Lors d’un sondage mené en 2020 auprès de 221 patients atteints d’épilepsie et 171 proches aidants canadiens en partenariat avec des organisations de patients (Épilepsie Québec et l’Alliance canadienne de l’épilepsie), la grande majorité se dit intéressée par ces outils de détection qui, selon eux, pouvaient améliorer leur qualité de vie et la qualité des soins.
« Consulter ces personnes sur les aspects qui leur importaient le plus nous a permis d’orienter le développement de nos systèmes de détection », dit Élie Bou Assi, professeur à l’Université de Montréal.
Pour parvenir à détecter les crises, le Dr Dang Khoa Nguyen et Élie Bou Assi surveillent donc par des moyens non invasifs des signaux physiologiques qui s’« affolent » subitement au moment des crises (ex. mouvements, respiration, rythme cardiaque, activité musculaire).
Par exemple, ils enregistrent des données de respiration, de mouvements et de rythme cardiaque par l’intermédiaire de t-shirts intelligents (Hexoskin) fournis par leur partenaire industriel montréalais « Carré Technologies », mis au point au départ pour suivre les athlètes professionnels. Des patients testent aussi des bracelets connectés, des montres intelligentes ou encore des matelas qui mesurent en continu la pression sur toute la surface d’un lit.
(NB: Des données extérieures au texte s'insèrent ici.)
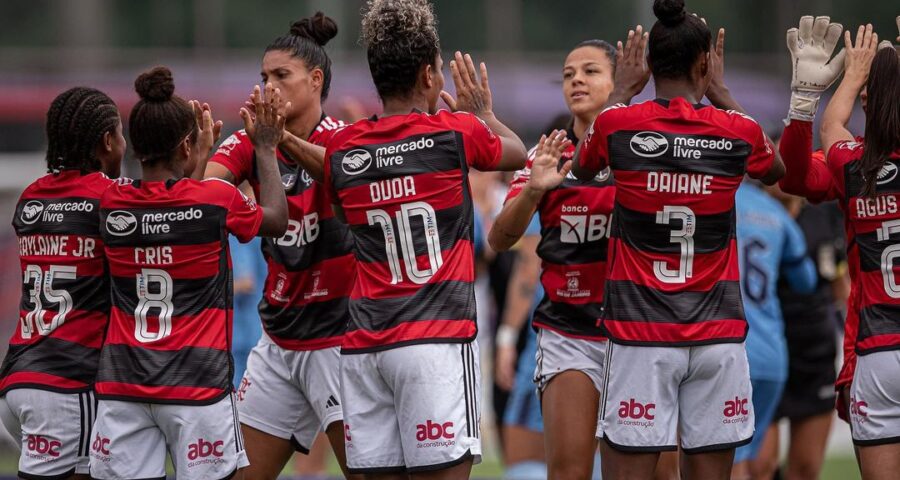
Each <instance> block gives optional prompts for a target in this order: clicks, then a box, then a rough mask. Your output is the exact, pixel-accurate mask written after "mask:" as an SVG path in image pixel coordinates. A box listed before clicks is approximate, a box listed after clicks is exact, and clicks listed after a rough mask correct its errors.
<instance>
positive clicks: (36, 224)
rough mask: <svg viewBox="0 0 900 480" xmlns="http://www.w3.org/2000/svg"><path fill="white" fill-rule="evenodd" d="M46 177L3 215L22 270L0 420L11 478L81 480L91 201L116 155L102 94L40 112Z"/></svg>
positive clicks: (101, 190)
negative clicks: (9, 452)
mask: <svg viewBox="0 0 900 480" xmlns="http://www.w3.org/2000/svg"><path fill="white" fill-rule="evenodd" d="M47 141H48V147H47V171H48V174H47V175H45V176H43V177H41V178H39V179H38V180H36V181H35V182H34V183H32V184H31V185H29V186H28V187H26V188H25V191H24V192H23V193H22V196H21V197H20V198H19V202H18V203H17V204H16V211H15V214H14V217H13V228H15V230H16V235H17V236H18V240H19V259H20V262H21V265H22V281H23V283H24V286H23V288H22V300H21V302H20V304H19V325H18V326H17V327H16V330H15V331H14V332H13V335H12V338H11V339H10V342H9V350H8V351H7V353H6V358H4V360H3V366H2V368H0V395H3V396H2V398H0V419H2V420H3V424H4V425H5V426H6V429H7V430H8V431H9V433H10V434H11V435H12V436H13V438H14V439H15V440H16V442H17V443H18V442H21V443H19V445H20V447H21V450H22V455H21V457H20V458H19V477H21V478H35V479H39V478H60V479H62V478H70V477H73V476H74V478H88V476H87V474H88V450H87V449H88V445H89V443H90V435H91V425H92V424H93V419H94V416H95V414H96V402H95V400H94V395H93V393H92V392H91V386H92V385H93V383H94V378H95V376H96V374H97V363H98V361H99V359H100V346H101V344H102V343H103V335H104V333H105V331H106V324H107V319H108V317H109V280H108V279H107V277H106V261H105V258H104V254H103V241H102V240H101V238H100V220H99V215H98V214H99V210H100V208H99V205H100V196H101V195H102V194H103V192H104V191H105V190H106V189H107V188H108V187H109V186H110V185H111V184H112V183H113V180H111V179H110V177H117V176H118V175H119V166H120V164H121V162H122V157H123V156H124V155H125V138H124V137H123V136H122V121H121V118H120V116H119V110H118V108H116V104H115V103H113V101H112V100H111V99H110V98H109V97H108V96H107V95H106V94H104V93H103V92H101V91H99V90H95V89H93V88H86V87H77V88H72V89H69V90H66V91H65V92H63V93H61V94H60V95H59V96H57V97H56V98H55V99H54V100H53V103H52V104H51V105H50V110H49V111H48V112H47Z"/></svg>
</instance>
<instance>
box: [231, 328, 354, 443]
mask: <svg viewBox="0 0 900 480" xmlns="http://www.w3.org/2000/svg"><path fill="white" fill-rule="evenodd" d="M340 365H341V349H340V347H332V348H326V349H322V350H309V351H292V350H285V349H283V348H281V347H279V346H278V345H276V344H275V343H274V342H272V341H271V340H270V339H269V338H268V337H267V336H266V335H265V334H263V337H262V338H261V339H260V340H259V343H257V344H256V346H255V347H253V350H251V351H250V357H249V358H248V359H247V371H246V372H245V373H244V378H242V379H241V385H240V387H238V390H237V399H238V402H237V403H238V412H239V413H240V419H241V423H243V424H244V425H247V426H249V427H252V428H255V429H257V430H259V431H261V432H264V433H268V434H269V435H272V436H275V437H278V438H283V439H285V440H290V441H291V444H293V445H294V449H295V450H297V451H298V452H301V453H304V454H307V453H309V449H310V447H312V442H313V440H315V438H316V435H317V434H318V433H319V432H323V431H325V429H326V428H327V427H328V425H330V424H331V423H333V422H337V421H340V420H343V418H344V413H343V410H342V408H341V401H340V391H341V380H340Z"/></svg>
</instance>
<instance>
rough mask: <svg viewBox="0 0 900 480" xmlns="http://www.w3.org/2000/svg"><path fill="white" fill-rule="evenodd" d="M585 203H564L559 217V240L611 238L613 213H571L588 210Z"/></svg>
mask: <svg viewBox="0 0 900 480" xmlns="http://www.w3.org/2000/svg"><path fill="white" fill-rule="evenodd" d="M587 211H588V207H586V206H583V205H563V207H562V215H560V217H559V240H560V241H561V242H563V243H585V242H595V241H597V240H601V239H604V238H609V231H610V228H608V226H609V223H610V219H611V218H612V215H603V214H596V215H571V214H569V213H570V212H587Z"/></svg>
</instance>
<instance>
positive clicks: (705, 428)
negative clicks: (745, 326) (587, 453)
mask: <svg viewBox="0 0 900 480" xmlns="http://www.w3.org/2000/svg"><path fill="white" fill-rule="evenodd" d="M752 398H753V395H752V388H751V386H750V368H749V366H748V364H747V353H746V351H745V350H744V344H743V343H719V344H714V345H703V346H696V347H644V346H629V345H621V344H614V343H612V342H610V343H609V345H608V347H607V357H606V387H605V388H604V389H603V400H602V401H601V403H602V404H603V405H602V407H601V411H600V412H601V418H602V420H601V422H600V428H599V429H598V434H597V436H598V437H601V438H604V439H605V440H606V442H607V443H608V444H609V445H610V446H612V447H613V448H615V449H617V450H620V451H625V452H659V451H666V450H669V451H674V450H676V449H677V447H678V439H679V434H680V438H681V446H682V449H683V450H684V452H685V453H688V454H692V453H704V452H714V451H721V450H729V449H733V448H736V447H739V446H741V445H746V444H747V443H749V442H750V440H751V439H752V438H753V421H754V418H753V403H752V400H751V399H752Z"/></svg>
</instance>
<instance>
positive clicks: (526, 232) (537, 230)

« À l’unité de monitorage d’épilepsie du CHUM, près de 300 crises ont déjà été enregistrées grâce au t-shirt connecté Hexoskin chez plus de 60 patients hospitalisés. Notre équipe explore ces enregistrements pour développer des algorithmes capables de détecter les crises d’épilepsie et générer des alarmes », précise M. Bou Assi.
Pour le Dr Nguyen, « il est clair qu’il faudra utiliser plus d’une modalité pour détecter efficacement les crises d’épilepsie. En fonction des profils des patients et de leurs activités, une combinaison d’une montre, d’un t-shirt, d’un bracelet avec un accéléromètre ou d’un matelas de pression sera nécessaire pour assurer la fiabilité de la détection. »
Dans un futur proche, les deux chercheurs souhaitent suivre les patients à domicile par le biais d’objets connectés et comparer les résultats de la détection automatique aux observations notées dans les carnets de crises tenus par les patients.
Une manière de s’approprier au mieux la réalité des patients et de réduire les risques de blessures et de mortalité associés aux crises d’épilepsie.